What is new in those guidelines? I think the American Society of Transplantation guidelines for vaccination of solid organ transplant recipients probably have the most changes. One of the changes is giving meningococcal B vaccines to organ transplant recipients that receive a complement inhibitor. Another one is expanding the age indication for HPV vaccine up to age 45 from the previous maximum age of 26 years.  Moreover, the inactivated shingles vaccine is now recommended for use in those that are over 50 years of age and can be considered for those that are less than 50. And then finally, for influenza vaccine there are more data on high-dose vaccine, and there is some preferential recommendation for the high-dose vaccine in this population.

Are there any other strategies apart from vaccination that could be used to prevent infection in immunocompromised hosts?

Some of our traditional strategies have been using preventative antibiotics. Although now with increasing resistance, I think those strategies are probably not going to be helpful and ideally should not be used. Another strategy would be to vaccinate the circle of care, so making sure that healthcare workers and close contacts who are with these patients are vaccinated. Then of course we have infection control measures, which we should all practice, such as good handwashing.

Do you think the immunocompromised population is growing with more transplants, more chemotherapy?

Definitely. Taking cancer as an example, cancer rates are increasing, and chemotherapy is being given to older individuals – ageism doesn’t exist anymore, it is basically how functionally well you are. In addition, we are using new anti-cancer treatments such as checkpoint inhibitors, and we need to figure out how they interact with vaccines. So, there is definitely a growing population there.

In the transplant setting, we are transplanting more than ever. For solid organ transplants, end-stage kidney disease, end-stage lung disease, and end-stage liver disease are increasing. For example, a huge reason for liver transplant is non-alcoholic steatohepatitis, which is correlated with obesity and the incidence of this is increasing. Finally, there are more biologics for inflammatory bowel disease or rheumatologic disease being used. So, because of a lot of epidemiologic factors and new treatments, we are definitely increasing our immunocompromised population.

Finally, is there anything else you would like to add about your research or your thoughts on the field?

I think we need to pay more attention to the growing population of immunocompromised with regards to vaccine recommendations. Traditionally, we have not had special vaccine recommendations for these groups. I think that for future vaccines, when vaccine advisory organizations like National Advisory Committee on Immunization, or the Advisory Committee on Immunization Practices, put out a recommendation for a vaccine, they should also put out a complementary recommendation for immunocompromised persons as well. I understand that adds a burden of work and there aren’t a lot of data sometimes to base that on, however, I think even simply stating that ‘there are no data, therefore, we would currently recommend that this vaccine be used the same way in immunocompromised as you would in the general population’ would be helpful.  Without specific guidance, providing these recommendations falls to societies or niche groups.

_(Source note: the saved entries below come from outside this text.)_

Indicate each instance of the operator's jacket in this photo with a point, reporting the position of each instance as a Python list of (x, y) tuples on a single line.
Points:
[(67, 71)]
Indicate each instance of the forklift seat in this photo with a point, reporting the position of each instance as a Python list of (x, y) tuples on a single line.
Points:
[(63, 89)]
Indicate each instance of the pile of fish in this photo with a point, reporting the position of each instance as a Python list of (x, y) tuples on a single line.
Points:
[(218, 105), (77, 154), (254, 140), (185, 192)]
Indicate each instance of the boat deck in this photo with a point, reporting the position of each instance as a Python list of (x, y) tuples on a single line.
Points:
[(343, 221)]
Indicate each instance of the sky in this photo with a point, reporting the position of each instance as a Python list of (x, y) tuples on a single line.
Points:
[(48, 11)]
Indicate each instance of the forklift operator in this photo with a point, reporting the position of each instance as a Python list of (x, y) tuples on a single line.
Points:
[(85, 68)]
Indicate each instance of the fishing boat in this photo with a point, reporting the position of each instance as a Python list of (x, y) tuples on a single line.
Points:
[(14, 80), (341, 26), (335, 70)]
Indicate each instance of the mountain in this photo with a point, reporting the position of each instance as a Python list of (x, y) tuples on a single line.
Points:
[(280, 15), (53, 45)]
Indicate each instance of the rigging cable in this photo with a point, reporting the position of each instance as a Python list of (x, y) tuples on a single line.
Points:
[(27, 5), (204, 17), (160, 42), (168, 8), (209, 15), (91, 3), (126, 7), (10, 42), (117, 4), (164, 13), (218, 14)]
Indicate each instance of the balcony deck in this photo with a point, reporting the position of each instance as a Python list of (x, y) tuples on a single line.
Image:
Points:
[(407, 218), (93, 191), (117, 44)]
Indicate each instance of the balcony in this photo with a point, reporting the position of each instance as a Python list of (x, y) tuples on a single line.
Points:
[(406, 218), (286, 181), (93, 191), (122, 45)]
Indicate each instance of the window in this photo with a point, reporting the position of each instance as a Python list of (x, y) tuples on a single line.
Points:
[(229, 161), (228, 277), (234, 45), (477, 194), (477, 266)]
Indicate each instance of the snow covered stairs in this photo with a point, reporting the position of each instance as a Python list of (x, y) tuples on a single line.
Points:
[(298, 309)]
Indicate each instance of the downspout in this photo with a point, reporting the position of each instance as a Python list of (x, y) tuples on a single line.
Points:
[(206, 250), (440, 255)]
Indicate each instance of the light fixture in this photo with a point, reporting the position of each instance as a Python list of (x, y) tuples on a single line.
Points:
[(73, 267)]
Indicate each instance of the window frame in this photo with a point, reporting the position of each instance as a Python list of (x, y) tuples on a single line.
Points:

The other thing is the field of immunocompromised moves really fast in terms of new immunosuppressives, side-effects profiles of vaccines etc. and it can be hard to keep up. As I mentioned, it falls upon smaller groups to make guidelines and it would be nice to see those guidelines integrated on a broader scale. I think that is happening to a certain degree with the inactivated shingles vaccine – there are separate recommendations for immunocompetent and immunocompromised – so, it is starting to happen.